15 September 2023, The Tablet

La Madeleine chapel dedicated for Paris year of sport


“Mary Magdalene got a gold medal because she ran the fastest to the tomb. We are going to make her our patron saint.”


La Madeleine chapel dedicated for Paris year of sport

Bishop Philippe Marsset, left, at the dedication of “Notre Dame des Sportifs” in La Madeleine.
Zuma Press Inc / Alamy

The Church of La Madeleine in central Paris has renamed a side chapel as “Notre Dame des Sportifs” for visiting athletes and fans coming during the year from the start of the World Rugby Cup in France last week until the Summer Olympics and Paralympics, in late July to early September 2024.

The chapel is meant as “a place of listening and prayer” for those who spend so much time training, said Bishop Philippe Marsset, a Paris auxiliary, while inaugurating the chapel on 9 September.

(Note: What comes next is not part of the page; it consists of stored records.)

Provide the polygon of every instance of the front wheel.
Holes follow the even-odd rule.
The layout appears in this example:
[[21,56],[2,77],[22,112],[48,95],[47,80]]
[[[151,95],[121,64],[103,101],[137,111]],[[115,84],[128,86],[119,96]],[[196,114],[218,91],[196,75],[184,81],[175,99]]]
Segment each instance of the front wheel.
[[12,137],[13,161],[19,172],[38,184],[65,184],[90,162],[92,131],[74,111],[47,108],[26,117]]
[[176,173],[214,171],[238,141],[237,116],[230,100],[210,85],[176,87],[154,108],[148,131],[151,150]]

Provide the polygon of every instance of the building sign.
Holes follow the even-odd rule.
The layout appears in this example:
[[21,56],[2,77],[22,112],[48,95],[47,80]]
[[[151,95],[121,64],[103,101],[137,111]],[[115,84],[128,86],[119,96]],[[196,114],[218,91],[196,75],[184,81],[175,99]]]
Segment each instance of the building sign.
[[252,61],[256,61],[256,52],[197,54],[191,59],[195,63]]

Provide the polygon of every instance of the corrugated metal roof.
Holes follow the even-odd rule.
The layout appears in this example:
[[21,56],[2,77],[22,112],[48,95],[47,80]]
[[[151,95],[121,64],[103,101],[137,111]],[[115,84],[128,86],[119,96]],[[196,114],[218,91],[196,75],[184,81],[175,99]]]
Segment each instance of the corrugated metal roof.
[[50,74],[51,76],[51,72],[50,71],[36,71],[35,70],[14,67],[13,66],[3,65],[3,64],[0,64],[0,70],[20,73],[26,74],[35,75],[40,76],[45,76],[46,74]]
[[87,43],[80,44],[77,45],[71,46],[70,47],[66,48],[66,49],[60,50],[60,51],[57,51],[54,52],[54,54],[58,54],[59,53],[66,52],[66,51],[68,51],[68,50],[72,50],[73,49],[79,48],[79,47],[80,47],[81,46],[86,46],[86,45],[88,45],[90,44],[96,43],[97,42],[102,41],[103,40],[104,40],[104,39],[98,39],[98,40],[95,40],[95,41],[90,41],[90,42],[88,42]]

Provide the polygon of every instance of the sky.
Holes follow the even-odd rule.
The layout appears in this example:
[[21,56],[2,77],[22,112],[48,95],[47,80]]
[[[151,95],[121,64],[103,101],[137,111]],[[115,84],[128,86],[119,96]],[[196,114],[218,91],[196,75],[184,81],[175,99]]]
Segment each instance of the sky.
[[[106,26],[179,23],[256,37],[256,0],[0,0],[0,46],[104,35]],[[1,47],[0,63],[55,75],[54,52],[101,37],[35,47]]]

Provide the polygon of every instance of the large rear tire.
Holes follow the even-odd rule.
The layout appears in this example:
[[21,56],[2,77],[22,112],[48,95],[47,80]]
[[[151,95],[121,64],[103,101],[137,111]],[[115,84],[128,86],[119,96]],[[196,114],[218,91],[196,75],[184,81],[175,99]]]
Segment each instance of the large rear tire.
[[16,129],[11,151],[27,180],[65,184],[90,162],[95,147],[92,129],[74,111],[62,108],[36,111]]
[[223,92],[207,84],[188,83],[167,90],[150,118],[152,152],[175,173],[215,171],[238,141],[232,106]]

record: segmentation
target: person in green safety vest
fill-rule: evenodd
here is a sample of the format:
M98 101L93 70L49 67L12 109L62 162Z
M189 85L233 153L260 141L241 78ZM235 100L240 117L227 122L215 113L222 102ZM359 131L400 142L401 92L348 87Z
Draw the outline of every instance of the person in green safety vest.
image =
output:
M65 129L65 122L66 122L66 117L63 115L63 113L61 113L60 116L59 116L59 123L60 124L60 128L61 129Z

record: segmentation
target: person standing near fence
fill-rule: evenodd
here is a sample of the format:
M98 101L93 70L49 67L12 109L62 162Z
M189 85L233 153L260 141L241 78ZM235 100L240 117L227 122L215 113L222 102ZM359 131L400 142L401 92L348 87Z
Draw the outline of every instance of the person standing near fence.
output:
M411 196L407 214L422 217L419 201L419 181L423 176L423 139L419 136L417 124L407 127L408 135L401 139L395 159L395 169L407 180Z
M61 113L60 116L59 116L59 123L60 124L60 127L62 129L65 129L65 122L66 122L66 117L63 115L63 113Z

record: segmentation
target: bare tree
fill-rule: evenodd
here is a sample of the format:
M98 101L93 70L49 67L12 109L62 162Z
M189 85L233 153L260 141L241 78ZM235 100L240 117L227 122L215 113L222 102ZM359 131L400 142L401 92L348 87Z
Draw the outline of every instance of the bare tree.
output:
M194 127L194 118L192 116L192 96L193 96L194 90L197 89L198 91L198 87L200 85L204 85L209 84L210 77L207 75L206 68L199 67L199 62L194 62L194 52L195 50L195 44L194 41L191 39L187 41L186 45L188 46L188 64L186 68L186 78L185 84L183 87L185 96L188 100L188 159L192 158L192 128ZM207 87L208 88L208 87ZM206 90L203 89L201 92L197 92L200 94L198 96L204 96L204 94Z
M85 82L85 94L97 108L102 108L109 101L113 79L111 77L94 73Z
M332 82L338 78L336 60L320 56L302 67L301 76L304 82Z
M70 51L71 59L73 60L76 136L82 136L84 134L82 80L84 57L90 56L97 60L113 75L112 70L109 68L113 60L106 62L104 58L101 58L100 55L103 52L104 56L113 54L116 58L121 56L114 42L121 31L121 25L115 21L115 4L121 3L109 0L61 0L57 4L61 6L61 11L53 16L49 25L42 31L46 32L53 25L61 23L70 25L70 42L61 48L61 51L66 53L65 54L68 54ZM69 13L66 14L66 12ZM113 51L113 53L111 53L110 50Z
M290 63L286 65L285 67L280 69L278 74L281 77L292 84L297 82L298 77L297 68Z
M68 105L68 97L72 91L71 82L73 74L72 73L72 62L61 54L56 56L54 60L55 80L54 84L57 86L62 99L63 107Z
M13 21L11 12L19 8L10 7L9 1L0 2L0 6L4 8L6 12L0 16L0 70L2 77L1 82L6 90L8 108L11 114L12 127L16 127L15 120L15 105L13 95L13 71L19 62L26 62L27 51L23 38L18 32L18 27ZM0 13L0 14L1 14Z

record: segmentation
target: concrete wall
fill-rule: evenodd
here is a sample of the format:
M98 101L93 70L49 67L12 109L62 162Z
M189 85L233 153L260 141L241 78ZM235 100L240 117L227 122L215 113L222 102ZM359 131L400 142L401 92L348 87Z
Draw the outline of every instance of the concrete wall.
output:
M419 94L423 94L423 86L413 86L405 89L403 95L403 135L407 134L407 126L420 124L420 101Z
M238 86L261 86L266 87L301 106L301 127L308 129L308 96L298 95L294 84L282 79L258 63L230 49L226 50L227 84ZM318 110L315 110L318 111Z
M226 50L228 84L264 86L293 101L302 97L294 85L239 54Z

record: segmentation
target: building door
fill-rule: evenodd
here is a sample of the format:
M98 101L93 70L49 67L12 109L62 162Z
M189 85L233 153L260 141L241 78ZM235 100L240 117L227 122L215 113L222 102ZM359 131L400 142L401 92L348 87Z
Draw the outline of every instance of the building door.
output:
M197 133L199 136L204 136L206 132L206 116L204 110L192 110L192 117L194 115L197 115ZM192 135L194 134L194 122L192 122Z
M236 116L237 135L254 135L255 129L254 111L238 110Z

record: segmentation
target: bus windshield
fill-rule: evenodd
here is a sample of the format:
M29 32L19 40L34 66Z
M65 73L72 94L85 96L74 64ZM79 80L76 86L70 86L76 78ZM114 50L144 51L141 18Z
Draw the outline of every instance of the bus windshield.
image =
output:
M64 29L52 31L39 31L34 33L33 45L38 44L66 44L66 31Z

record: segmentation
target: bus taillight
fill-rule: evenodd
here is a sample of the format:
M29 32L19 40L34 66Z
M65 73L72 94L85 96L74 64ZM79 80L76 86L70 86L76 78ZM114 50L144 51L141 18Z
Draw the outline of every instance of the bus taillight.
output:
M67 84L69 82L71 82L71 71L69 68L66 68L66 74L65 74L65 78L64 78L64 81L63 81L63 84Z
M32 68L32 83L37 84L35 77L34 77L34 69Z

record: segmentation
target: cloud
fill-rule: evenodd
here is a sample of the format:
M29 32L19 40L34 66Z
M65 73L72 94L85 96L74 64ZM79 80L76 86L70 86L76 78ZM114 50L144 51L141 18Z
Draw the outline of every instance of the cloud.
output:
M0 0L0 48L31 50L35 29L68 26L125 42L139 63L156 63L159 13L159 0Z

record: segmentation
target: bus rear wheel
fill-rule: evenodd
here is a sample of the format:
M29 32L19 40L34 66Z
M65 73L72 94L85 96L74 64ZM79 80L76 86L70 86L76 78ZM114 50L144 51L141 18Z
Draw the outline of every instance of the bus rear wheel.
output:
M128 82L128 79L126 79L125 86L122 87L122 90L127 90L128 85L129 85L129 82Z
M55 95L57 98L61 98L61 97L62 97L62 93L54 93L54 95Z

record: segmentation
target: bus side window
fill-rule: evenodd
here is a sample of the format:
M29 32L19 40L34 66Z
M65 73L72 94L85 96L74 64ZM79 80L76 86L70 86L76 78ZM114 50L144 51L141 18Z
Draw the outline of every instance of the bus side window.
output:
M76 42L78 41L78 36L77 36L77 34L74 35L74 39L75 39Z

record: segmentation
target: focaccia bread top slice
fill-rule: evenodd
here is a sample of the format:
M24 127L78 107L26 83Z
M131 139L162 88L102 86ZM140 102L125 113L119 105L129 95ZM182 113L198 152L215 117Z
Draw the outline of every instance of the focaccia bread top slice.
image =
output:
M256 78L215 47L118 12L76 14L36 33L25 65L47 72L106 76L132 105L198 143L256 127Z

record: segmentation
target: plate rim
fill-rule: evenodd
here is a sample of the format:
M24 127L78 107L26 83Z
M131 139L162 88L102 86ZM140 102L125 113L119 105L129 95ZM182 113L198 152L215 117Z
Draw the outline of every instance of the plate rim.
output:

It becomes like a God! There is not much room for anything else, and they forget this spiritual structure a bit. We just want to make ourselves available to them,” he said.

Next to the altar and two screens with quotes from the Bible and Church documents stands a painting of Saint Mary Magdalene, not only because the building is named after her.  

“Mary Magdalene got a gold medal because she ran the fastest to the tomb,” the bishop said with a wink. “We are going to make her our patron saint.”

The church invited anybody to come to pray, talk or have their sports equipment blessed. Many of the hundred attending the opening complied, bringing along bicycles, tennis rackets and sports jerseys. 

“This is not magic, it’s a way of saying that everything is linked – what we say, what we believe, what we do,” Bishop Marsset explained before the blessing.

The Parthenon-like La Madeleine is only two blocks away from Place de la Concorde, where a large fanzone has been set up for the Rugby World Cup. A Mass was scheduled in the church before France met Uruguay last Thursday. 

The chapel is part of the French Church’s Holy Games project, which among other activities will include the Catholic chaplaincy at the Olympic Village. There will also be prayer halls for other religions there.  

Holy Games director Isabelle de Chatellus said there were 7,000 requests for spiritual accompaniment from athletes at the London Olympics in 2012.